The early—middle—late division is not without its problems, however. Each of these periods is a construct, an imagined category that does not always align with the works of the period in question. Critics have from time to time modified these lines of demarcation, proposing additional style-periods or subdivisions of the standard three. But even these modifications cannot explain away a late work like the Ninth Symphony, in which Beethoven reverts to the “heroic” tone of his middle period, in which struggle leads to a moment of crisis (at the beginning of the finale) and resolution (with the introduction of voices and the “Ode to Joy” theme). Yet to say that it “reverts” is to suggest that the work represents a backward step, which in a hundred other ways it most assuredly does not.

The tripartite scheme also shapes the way we hear the music, and not always to its (or our) advantage. In the case of the early period in particular, we are inclined to listen—probably unconsciously—to what these works are not: not yet the fate-by-the-throat-grabbing Beethoven, not yet the product of a composer determined to go his own way, convention be damned. His contemporaries heard this music quite differently. One early reviewer of the Piano Trios op. 1 (1795) expressed regret that “out of an evident desire to be entirely new, Beethoven is not infrequently incomprehensible, incoherent, and opaque.” Another critic, reviewing the Violin Sonatas op. 12 (1798), decried the composer’s “bizarre,” “overly learned,” and “arduous” manner of writing. These are works written supposedly in the shadow of Mozart and Haydn, yet the vocabulary used to describe them when they first appeared is no different from that which critics would be using a quarter century later in talking about works of the late period. Ears change.
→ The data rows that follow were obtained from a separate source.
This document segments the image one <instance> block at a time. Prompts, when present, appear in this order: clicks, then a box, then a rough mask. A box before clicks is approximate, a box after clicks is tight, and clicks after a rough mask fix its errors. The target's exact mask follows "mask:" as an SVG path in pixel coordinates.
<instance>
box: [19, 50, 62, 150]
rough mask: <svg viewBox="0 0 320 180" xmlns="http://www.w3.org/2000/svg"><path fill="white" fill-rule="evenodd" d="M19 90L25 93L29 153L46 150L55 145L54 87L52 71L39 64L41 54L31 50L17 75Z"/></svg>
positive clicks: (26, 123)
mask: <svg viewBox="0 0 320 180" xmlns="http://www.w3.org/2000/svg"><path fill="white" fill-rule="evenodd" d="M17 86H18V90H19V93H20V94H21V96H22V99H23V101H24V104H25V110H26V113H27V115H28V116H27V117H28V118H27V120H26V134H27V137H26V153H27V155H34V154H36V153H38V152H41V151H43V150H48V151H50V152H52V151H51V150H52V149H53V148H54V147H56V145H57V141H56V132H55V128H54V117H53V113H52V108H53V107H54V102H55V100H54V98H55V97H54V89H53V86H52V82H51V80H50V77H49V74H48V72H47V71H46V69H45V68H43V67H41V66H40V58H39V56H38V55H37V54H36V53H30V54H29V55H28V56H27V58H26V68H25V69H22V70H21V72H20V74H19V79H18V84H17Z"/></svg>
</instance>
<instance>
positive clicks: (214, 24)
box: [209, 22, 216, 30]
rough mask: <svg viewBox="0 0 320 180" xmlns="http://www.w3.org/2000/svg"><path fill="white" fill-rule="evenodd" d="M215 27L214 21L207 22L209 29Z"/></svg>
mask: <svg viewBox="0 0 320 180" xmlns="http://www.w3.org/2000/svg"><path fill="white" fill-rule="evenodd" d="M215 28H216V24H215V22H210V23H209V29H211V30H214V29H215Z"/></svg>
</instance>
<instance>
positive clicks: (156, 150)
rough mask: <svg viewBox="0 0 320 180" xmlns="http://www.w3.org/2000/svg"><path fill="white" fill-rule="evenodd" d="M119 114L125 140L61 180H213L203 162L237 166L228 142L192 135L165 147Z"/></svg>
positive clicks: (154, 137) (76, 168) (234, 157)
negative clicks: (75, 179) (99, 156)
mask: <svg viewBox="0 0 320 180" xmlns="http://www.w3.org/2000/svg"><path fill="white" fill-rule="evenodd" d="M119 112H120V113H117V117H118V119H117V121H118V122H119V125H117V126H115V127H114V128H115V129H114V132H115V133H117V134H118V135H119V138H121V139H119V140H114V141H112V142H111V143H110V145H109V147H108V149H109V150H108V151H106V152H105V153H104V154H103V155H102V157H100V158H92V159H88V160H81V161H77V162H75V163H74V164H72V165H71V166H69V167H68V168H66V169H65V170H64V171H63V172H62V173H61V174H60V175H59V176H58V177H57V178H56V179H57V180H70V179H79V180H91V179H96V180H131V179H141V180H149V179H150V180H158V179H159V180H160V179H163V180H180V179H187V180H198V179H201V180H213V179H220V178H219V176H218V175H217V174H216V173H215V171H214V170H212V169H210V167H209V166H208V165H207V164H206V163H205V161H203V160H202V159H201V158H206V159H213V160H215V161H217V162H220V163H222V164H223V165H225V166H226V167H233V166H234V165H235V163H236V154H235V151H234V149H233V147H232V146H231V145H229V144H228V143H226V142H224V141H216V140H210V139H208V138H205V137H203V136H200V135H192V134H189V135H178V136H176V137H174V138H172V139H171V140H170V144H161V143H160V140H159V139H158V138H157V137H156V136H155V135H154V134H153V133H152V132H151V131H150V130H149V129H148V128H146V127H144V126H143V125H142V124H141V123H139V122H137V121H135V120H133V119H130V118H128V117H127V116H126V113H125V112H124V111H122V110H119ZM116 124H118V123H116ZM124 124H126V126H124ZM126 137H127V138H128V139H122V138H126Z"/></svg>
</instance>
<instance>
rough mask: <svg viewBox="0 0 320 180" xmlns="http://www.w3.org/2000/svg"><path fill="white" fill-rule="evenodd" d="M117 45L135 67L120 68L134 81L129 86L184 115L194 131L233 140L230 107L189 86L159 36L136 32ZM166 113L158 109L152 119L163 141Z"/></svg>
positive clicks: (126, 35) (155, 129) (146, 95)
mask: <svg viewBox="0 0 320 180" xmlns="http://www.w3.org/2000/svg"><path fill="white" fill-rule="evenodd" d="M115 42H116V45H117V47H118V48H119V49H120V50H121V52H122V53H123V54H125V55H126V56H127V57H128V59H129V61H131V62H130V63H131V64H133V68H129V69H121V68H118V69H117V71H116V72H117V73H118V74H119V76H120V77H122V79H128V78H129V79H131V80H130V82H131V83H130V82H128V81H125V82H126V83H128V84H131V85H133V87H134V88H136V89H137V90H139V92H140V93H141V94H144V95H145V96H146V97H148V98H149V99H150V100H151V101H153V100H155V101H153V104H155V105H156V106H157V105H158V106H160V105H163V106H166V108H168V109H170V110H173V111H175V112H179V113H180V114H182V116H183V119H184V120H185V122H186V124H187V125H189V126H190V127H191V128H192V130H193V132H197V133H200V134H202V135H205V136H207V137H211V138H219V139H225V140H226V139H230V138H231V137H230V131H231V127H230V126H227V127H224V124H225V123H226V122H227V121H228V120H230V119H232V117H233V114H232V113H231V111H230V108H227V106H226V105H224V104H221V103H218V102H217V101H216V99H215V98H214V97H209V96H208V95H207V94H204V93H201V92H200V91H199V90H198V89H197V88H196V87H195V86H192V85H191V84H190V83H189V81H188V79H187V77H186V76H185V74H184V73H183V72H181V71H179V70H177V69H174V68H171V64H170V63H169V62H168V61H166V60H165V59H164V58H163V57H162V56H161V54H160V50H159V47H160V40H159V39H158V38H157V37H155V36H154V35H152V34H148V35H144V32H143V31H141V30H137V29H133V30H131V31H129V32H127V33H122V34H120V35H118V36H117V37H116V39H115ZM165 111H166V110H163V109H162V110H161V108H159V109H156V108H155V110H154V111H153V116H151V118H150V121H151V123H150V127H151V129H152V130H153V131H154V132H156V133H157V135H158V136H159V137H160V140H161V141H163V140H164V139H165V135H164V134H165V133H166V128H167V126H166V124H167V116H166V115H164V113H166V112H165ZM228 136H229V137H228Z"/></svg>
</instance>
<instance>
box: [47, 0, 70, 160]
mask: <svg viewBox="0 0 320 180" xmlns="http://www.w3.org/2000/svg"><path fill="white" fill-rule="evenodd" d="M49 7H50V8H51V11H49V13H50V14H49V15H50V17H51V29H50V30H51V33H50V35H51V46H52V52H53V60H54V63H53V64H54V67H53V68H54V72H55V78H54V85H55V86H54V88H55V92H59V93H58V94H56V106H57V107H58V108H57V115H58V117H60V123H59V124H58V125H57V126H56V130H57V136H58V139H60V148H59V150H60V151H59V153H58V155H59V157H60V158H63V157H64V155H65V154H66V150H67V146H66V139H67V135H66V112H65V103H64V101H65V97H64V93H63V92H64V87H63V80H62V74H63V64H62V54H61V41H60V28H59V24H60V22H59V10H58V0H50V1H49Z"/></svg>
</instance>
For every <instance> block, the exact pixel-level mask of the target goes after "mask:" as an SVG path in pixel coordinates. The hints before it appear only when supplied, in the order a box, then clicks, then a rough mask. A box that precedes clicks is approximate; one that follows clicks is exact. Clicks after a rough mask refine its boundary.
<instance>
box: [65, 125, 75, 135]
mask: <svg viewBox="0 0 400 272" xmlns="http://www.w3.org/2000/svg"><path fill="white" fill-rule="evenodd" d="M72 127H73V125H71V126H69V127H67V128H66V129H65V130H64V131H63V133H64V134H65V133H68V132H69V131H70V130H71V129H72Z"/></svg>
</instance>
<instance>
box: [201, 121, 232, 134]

The construct of the middle period, in turn, implicitly encourages the idea that there is a “real” Beethoven, a central core to the body of his work. This reinforces the inclination to hear the early works as not yet fully developed and the late ones as deviations from a supposed standard. The image of the “heroic Beethoven” rests on a remarkably small number of works from the middle period: the Third and Fifth Symphonies, the third Leonore overture, Fidelio, the Piano Concertos 4 and 5, and a handful of sonatas. Works like the Fourth and Eighth Symphonies and the Piano Sonatas opp. 54, 78, and 79 are often described in the same misleading terms as the Ninth, as “reversions.” But these supposed reversions are more than sufficient to undermine the validity of an imagined teleological trajectory.

To regard Beethoven’s output as the manifestation of some enormous Hegelian dialectic, with each previous work canceled out and absorbed into the next, is to imagine the composer’s life as moving in a straight and inexorable line. This ignores Beethoven’s enduring and fundamental tendency to adopt multiple perspectives toward whatever task lay at hand. When Karl Holz asked him which of the three “Galitzin” String Quartets (opp. 127, 130, 132) was the greatest, he reported Beethoven’s response thus: “Each in its own way! Art demands of us that we not stand still.” But not standing still is not the same as always moving forward in a single direction. For Beethoven, it more typically meant circling around an object—music—to assume an ever-widening series of perspectives.